Eden is the band’s debut record, released after a single where they do a cover of Cole Porter’s Night and Day, and it honestly couldn’t spot a better album title. It sounds like a 1940’s nightclub act mixing up with the more softer moments of Brazilia’s 60’s MPB more modern form of bossa nova movement but very much is its own thing. A relaxing unique sound in a field full of the most minimal and abrasive of post-punk and predating most of the sophistipop records where the band kind of gets included in. I personally always felt they for sure were doing something a lot less rock/band focused then most of those acts but you can slot it in quite nicely beside Prefab Sprout’s Steve McQueen. While that album and loads of sophistipop heavily borrow from soul music, Everything But The Girl replaces it with a love for the most bargain bin of 40’s/50’s night club jazz records. You hear bits of Chet Baker’s relaxed low vocals in Watt and Thorn’s, recalling a literal slate of then long gone popular jazz singers like a less dramatic Dina Shore.
Mostly minimally backed by jazz drummers (including This Heat’s Charles Hayward), horns and saxophone, Watt’s tremendous guitar playing and a very minimal bass guitar this still feels like a record that is impossible to place in any time zone. Some of the production recalls the 80’s and even some songs slightly recalls their most famous label mates at the time, The Jesus and The Mary Chain. Honestly, throw a ton of distortion over Another Bridge and it would perfectly fit on any record post Darklands. A lot of the strength of the band lies in this; while clearly getting a lot of inspiration from the past, it very much also adapts the music to a more modern style. It nicely changes up an album that sometimes comes really close to being a bit too relaxed for its own good but then throws a curveball like the near bebop jazziness instrumental of Crabwalk.
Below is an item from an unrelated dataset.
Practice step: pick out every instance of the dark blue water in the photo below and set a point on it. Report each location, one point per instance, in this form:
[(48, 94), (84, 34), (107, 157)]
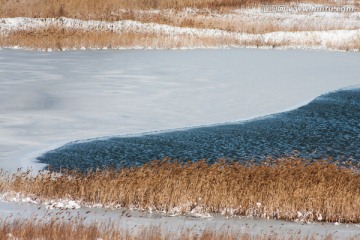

In the end, Eden is like the rest of the band’s output; a really interesting mix between jazz music and indie pop. Something that they would keep up for their career and by slowly adding influences from rock music and electronic music broadening their sound to a hit. That remix showcases the band pretty well, but still misses a part of its history. Eden is very much a debut of a record, even for such a smooth record it has some rough edges, but it’s also an extremely defined sound for a band’s first effort. Still holds up tremendously to this day, so brew some coffee and go sit outside in the sun with this playing. It’s always a good idea.
Everythought But The Sloot: Being more familiar with their later efforts, this was a surprising slice of Burt Bacharach style lounge pop, down to the bossa nova tinge. Great stuff.